Earlier this year a trial took place for what is thought to be the first time in history that a medical doctor has been accused of harvesting organs for an international criminal network in Kosovo. Impoverished donors had been lured to Kosovo from the old eastern bloc countries and were paid as little as $10,000 for their kidneys which were then sold to wealthy recipients in Israel for as much as $130,000. As many as 30 people were duped into selling their kidneys-many were never paid and all were abandoned in Kosovo where they didn’t speak the language and were in need of proper medical attention. Organ trafficking is a growing industry possibly due to an enormous 40-45 percent unemployment rate in Kosovo, leaving the citizens with very little options for survival.

In the human rights community, it has long been known that China harvests the organs of its death row prisoners. In recent months, China has declared that it will stop using the organs of involuntary death row inmates later this year. There are concerns that this declaration could increase organ trafficking since the organs of death row inmates have traditionally made up 65 percent of all organs used for transplants in China. With over 1.5 million Chinese needing organs, the black market for organs is ripe for the desperate and willing to donate kidneys for money.

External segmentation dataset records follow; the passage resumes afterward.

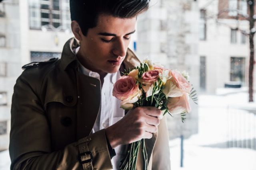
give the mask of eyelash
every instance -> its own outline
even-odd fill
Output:
[[[125,37],[124,37],[124,39],[126,40],[129,40],[130,39],[130,37],[129,37],[129,38],[126,38]],[[110,40],[106,40],[106,39],[101,39],[101,40],[103,41],[104,43],[109,43],[111,42],[112,41],[114,40],[113,39],[110,39]]]

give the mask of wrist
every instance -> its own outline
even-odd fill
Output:
[[[114,133],[114,129],[113,125],[110,126],[105,129],[105,133],[111,147],[114,149],[115,148],[121,145],[121,140],[118,137],[116,133]]]

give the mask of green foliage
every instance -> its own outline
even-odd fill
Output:
[[[189,94],[189,96],[194,103],[198,104],[197,103],[198,98],[197,98],[197,96],[196,90],[194,90],[194,88],[192,88],[190,93]]]

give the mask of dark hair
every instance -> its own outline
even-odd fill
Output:
[[[150,0],[70,0],[71,20],[76,20],[86,36],[97,26],[101,14],[122,18],[136,16],[148,8]]]

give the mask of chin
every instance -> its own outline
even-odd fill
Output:
[[[106,72],[108,73],[115,73],[119,70],[120,68],[120,66],[117,66],[114,68],[112,68],[112,69],[108,69],[107,70],[106,70],[107,71]]]

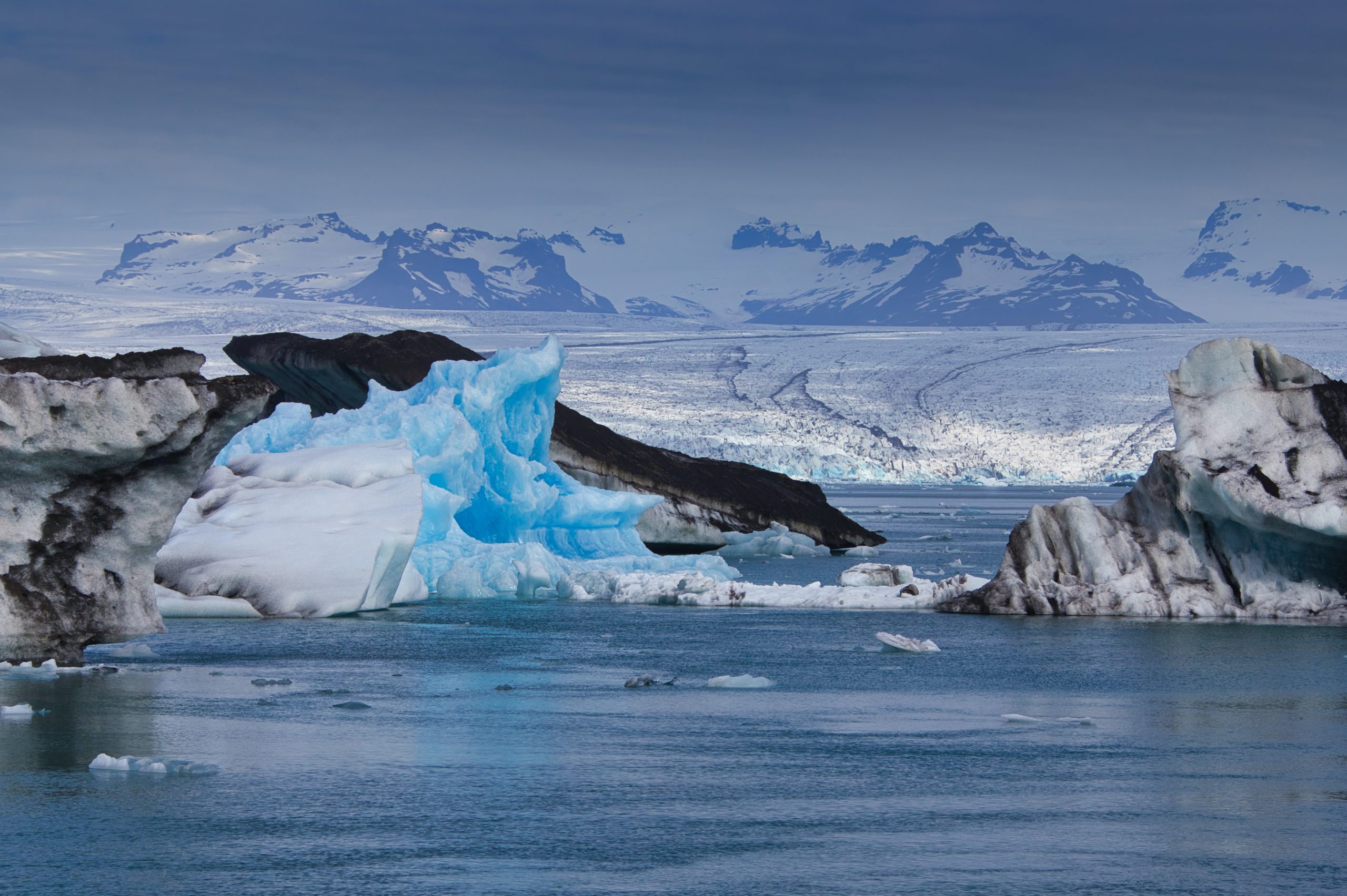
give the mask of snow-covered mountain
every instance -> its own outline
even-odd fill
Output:
[[[121,250],[104,285],[197,295],[322,299],[373,273],[384,235],[370,239],[335,214],[210,233],[158,230]]]
[[[440,223],[399,229],[368,277],[326,297],[395,308],[614,313],[613,303],[567,273],[556,245],[583,252],[568,233],[544,238],[521,230],[517,237],[494,237]]]
[[[1347,211],[1286,199],[1222,202],[1183,276],[1241,292],[1347,299]]]
[[[904,237],[861,249],[766,218],[740,227],[731,248],[818,256],[814,281],[745,307],[756,323],[1002,326],[1037,323],[1193,323],[1133,270],[1079,256],[1025,249],[979,223],[942,244]],[[766,258],[764,258],[766,261]]]
[[[431,223],[370,238],[323,214],[158,231],[128,242],[98,283],[393,308],[826,326],[1199,320],[1126,268],[1059,261],[985,223],[942,244],[904,237],[861,249],[766,218],[737,230],[725,217],[715,226],[638,215],[577,223],[551,237]]]

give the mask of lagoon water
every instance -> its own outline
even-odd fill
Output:
[[[1029,503],[1070,491],[831,496],[885,530],[880,560],[983,574]],[[880,652],[881,630],[942,651]],[[0,679],[0,704],[51,710],[0,718],[8,892],[1347,885],[1342,627],[498,600],[171,620],[144,642],[160,657],[117,674]],[[622,687],[644,671],[678,682]],[[740,673],[777,685],[704,686]],[[222,771],[89,772],[100,752]]]

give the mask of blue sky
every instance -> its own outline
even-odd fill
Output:
[[[1312,1],[0,0],[0,239],[674,200],[1126,258],[1347,207],[1344,46]]]

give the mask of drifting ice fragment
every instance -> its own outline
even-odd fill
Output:
[[[776,682],[761,675],[717,675],[706,682],[707,687],[770,687]]]
[[[911,581],[912,566],[905,565],[890,566],[889,564],[857,564],[855,566],[843,569],[838,573],[838,584],[853,588],[885,588],[892,585],[907,585]]]
[[[193,763],[186,759],[113,757],[108,753],[98,753],[89,763],[89,771],[145,772],[150,775],[216,775],[220,772],[220,766]]]
[[[117,659],[159,659],[159,654],[150,648],[150,644],[123,644],[108,651],[109,657]]]
[[[886,631],[876,632],[874,636],[880,639],[885,650],[904,650],[909,654],[940,652],[940,648],[936,647],[935,642],[929,638],[925,640],[917,640],[916,638],[907,638],[904,635],[890,635]]]
[[[827,545],[818,545],[777,522],[762,531],[727,531],[725,542],[725,548],[715,552],[722,557],[826,557],[832,553]]]

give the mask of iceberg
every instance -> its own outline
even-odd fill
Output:
[[[401,439],[237,455],[159,550],[166,616],[331,616],[424,597],[405,577],[422,479]],[[241,601],[241,603],[240,603]],[[251,612],[249,612],[251,611]]]
[[[927,638],[925,640],[917,640],[916,638],[908,638],[905,635],[890,635],[886,631],[880,631],[874,634],[884,644],[885,650],[902,650],[909,654],[938,654],[940,648],[933,640]]]
[[[815,544],[779,522],[762,531],[727,531],[722,537],[725,546],[715,550],[721,557],[827,557],[832,553],[827,545]]]
[[[148,775],[217,775],[220,774],[220,766],[194,763],[186,759],[109,756],[108,753],[98,753],[89,763],[89,771],[144,772]]]
[[[1175,448],[1109,507],[1033,507],[938,609],[1347,622],[1347,383],[1253,339],[1168,378]]]
[[[159,659],[150,644],[121,644],[109,650],[108,655],[117,659]]]
[[[370,382],[357,409],[313,417],[307,405],[277,405],[234,436],[216,461],[228,470],[213,471],[205,484],[228,487],[230,474],[245,472],[238,463],[264,468],[247,456],[277,455],[299,471],[308,464],[302,451],[400,441],[420,490],[411,566],[440,597],[531,597],[594,569],[737,577],[714,554],[660,557],[641,544],[636,522],[659,496],[594,488],[552,463],[564,358],[548,336],[536,348],[506,348],[486,361],[435,362],[403,391]],[[326,525],[315,514],[294,522]]]
[[[901,564],[894,566],[889,564],[857,564],[838,573],[838,584],[850,587],[907,585],[912,581],[912,566]]]
[[[692,572],[622,572],[599,569],[563,576],[556,592],[570,600],[607,600],[614,604],[671,604],[684,607],[801,607],[836,609],[929,609],[987,584],[977,576],[940,581],[917,578],[898,587],[756,585],[717,581]]]
[[[762,675],[717,675],[709,678],[707,687],[770,687],[776,682]]]

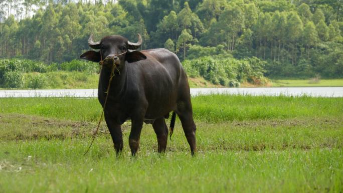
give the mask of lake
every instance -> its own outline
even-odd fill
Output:
[[[0,90],[0,98],[6,97],[96,97],[97,89],[4,90]],[[191,88],[194,96],[211,94],[241,94],[250,95],[342,97],[343,87],[268,87]]]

The black market has become a lucrative option for those willing to sell a kidney and stories of teenagers selling their kidneys for expensive electronics keep appearing on the Internet. Unfortunately, so do stories of children being drugged and left for dead as thieves steal their corneas. China remains one of the top destination for transplant tourism, where wealthy organ recipients pay top dollar for the required organ with no questions asked about the organ’s origins. There are currently 600 transplant centers operating in China.